# Extended range remote starter kit



## TablaRasa (May 12, 2008)

Has anybody considered this? They should've had this available from the factory. I would love to have this since where I work, the parking spots are a bit out of range from our suite's window (even with putting the remote up to my chin trick).

https://parts.vw.com/p/Volkswagen__...xtended-Range-Package/75856208/000065760.html


----------



## dubonaire_B4 (Feb 11, 2004)

TablaRasa said:


> Has anybody considered this? They should've had this available from the factory. I would love to have this since where I work, the parking spots are a bit out of range from our suite's window (even with putting the remote up to my chin trick).
> 
> https://parts.vw.com/p/Volkswagen__...xtended-Range-Package/75856208/000065760.html


In signature VW style the extended range kit makes no sense and only works on cars WITHOUT factory remote start. It was discussed at length in the Jetta forum and I'm a little foggy with the details. But it's an entirely separate remote start system and not simply a remote upgrade for the shorter range factory installed system. It also only works with kessy equipped vehicles too.


----------



## TablaRasa (May 12, 2008)

dubonaire_B4 said:


> In signature VW style the extended range kit makes no sense and only works on cars WITHOUT factory remote start. It was discussed at length in the Jetta forum and I'm a little foggy with the details. But it's an entirely separate remote start system and not simply a remote upgrade for the shorter range factory installed system. It also only works with kessy equipped vehicles too.


ah ok. Thanks. I figured that as much that it will only work if there is an existing factory remote start in which case I do have it in our Atlas. But yeah stupid that it is not a stand alone unit to be installed in VW kessy equipped cars without an existing remote start.

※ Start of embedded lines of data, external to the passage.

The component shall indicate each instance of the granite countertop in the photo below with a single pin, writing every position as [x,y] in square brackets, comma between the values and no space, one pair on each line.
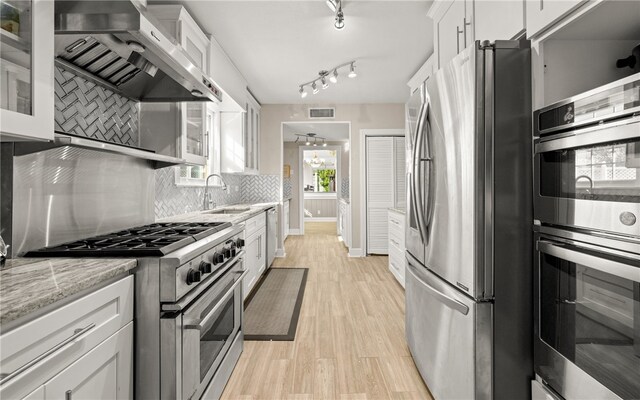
[204,216]
[28,284]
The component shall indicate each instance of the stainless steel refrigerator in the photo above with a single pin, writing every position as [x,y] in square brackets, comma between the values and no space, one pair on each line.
[469,242]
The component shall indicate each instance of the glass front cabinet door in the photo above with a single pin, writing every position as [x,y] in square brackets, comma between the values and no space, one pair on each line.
[26,70]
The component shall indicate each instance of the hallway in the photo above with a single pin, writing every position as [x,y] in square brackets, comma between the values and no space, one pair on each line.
[350,339]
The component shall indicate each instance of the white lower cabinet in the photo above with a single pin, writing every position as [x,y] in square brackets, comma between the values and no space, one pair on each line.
[397,260]
[81,350]
[255,258]
[103,373]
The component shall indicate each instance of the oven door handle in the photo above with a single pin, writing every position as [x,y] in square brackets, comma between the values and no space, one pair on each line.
[199,324]
[612,267]
[615,132]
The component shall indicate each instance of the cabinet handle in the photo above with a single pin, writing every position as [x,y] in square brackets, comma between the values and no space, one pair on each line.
[465,30]
[206,144]
[76,335]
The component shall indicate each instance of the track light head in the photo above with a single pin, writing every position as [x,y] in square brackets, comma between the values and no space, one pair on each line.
[339,24]
[334,77]
[352,71]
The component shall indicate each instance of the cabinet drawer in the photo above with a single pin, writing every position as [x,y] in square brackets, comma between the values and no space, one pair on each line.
[396,229]
[60,337]
[253,224]
[397,262]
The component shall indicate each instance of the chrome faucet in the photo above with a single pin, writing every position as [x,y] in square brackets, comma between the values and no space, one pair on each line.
[208,200]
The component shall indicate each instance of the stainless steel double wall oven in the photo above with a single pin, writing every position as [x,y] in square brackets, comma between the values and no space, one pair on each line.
[587,259]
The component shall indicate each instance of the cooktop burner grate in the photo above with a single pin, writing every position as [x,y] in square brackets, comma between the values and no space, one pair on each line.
[153,240]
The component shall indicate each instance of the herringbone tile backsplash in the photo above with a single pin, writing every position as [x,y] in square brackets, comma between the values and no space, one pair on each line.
[175,200]
[86,109]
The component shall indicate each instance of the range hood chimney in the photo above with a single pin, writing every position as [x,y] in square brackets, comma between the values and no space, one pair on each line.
[119,45]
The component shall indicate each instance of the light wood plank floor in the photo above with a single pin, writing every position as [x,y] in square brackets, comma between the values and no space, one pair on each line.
[350,341]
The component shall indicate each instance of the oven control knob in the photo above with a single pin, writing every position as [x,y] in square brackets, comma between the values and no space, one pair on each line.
[193,276]
[218,258]
[205,267]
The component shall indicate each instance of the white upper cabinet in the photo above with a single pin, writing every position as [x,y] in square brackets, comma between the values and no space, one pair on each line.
[184,28]
[194,138]
[224,72]
[232,142]
[427,69]
[252,135]
[544,13]
[26,70]
[498,20]
[457,23]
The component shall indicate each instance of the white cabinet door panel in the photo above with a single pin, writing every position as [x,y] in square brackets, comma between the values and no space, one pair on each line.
[498,20]
[103,373]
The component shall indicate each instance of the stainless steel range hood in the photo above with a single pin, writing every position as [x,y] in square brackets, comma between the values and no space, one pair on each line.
[121,46]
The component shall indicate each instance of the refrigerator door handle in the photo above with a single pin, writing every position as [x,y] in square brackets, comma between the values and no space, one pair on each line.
[445,299]
[417,177]
[428,159]
[414,176]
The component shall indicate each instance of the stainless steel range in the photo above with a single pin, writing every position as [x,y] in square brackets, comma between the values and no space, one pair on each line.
[188,303]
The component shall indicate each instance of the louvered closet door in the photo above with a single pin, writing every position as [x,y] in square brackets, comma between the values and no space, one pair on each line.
[380,192]
[400,172]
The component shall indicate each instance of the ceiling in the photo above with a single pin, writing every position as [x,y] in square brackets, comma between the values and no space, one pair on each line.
[279,44]
[331,131]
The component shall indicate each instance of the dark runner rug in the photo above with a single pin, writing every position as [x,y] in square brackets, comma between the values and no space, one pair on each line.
[273,308]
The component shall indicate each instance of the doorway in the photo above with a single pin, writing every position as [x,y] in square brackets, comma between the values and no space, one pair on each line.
[316,172]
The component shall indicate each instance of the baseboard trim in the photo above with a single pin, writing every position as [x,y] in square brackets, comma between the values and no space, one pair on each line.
[353,252]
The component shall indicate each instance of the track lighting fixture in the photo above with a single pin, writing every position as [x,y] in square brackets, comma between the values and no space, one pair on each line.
[322,78]
[334,77]
[352,71]
[339,24]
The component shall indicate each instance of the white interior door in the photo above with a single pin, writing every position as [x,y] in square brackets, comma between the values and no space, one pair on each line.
[380,191]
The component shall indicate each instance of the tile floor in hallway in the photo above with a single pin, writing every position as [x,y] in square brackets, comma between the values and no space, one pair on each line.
[350,341]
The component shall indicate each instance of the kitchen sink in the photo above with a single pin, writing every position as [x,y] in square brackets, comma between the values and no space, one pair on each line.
[228,211]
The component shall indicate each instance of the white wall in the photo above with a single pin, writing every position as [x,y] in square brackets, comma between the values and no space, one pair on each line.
[362,116]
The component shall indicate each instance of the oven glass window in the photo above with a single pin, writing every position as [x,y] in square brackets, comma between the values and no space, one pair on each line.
[609,172]
[214,336]
[593,319]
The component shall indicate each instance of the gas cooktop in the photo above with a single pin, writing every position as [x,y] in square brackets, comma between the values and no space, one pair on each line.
[154,240]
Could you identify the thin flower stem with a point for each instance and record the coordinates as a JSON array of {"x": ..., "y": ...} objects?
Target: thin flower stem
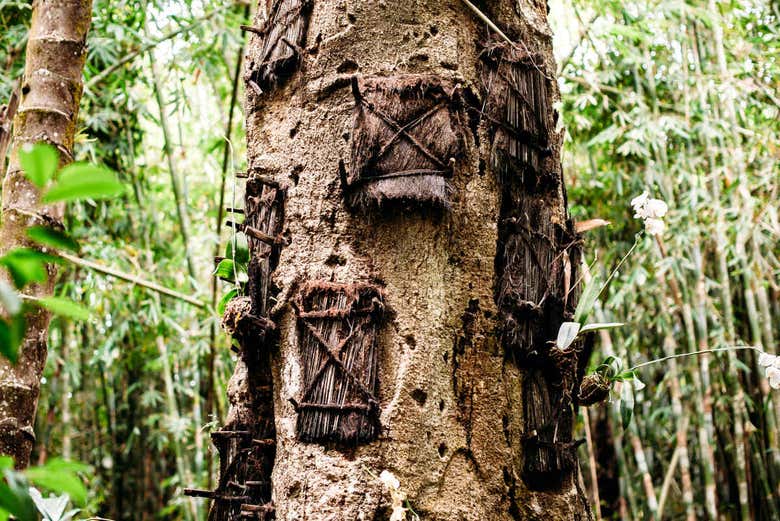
[
  {"x": 694, "y": 353},
  {"x": 617, "y": 268}
]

I'd still be interested if anybody has had it installed. Will inquire with the dealer how much damage in the pockets on our next maintenance trip.


----------



## audiyos (Nov 23, 2018)

I feel like VW Car-Net should be used for remote start, which would solve the distance thing. I'm still in trial mode but I won't be paying after that...unless they add features worth paying for.


----------



## GTINC (Jan 28, 2005)

Can you think of any legitimate reason to remote a cold engine? I sure wouldn't do that to my vehicle.


----------



## TablaRasa (May 12, 2008)

audiyos said:


> I feel like VW Car-Net should be used for remote start, which would solve the distance thing. I'm still in trial mode but I won't be paying after that...unless they add features worth paying for.


 I agree but it ain't happening anytime soon


----------



## 5ab5 (Apr 6, 2019)

dubonaire_B4 said:


> In signature VW style the extended range kit makes no sense and only works on cars WITHOUT factory remote start. It was discussed at length in the Jetta forum and I'm a little foggy with the details. But it's an entirely separate remote start system and not simply a remote upgrade for the shorter range factory installed system. It also only works with kessy equipped vehicles too.


There are two kits - one for cars that already have remote start which OP linked to i.e. just 000065760.

The other one is for the ones that don't have it have it equipped: that needs both the remote control module and the extended range module i.e. needs both 3CN065760 and 000065760.

You are correct though, it is a separate remote/fob and does nothing to the existing key fob.


----------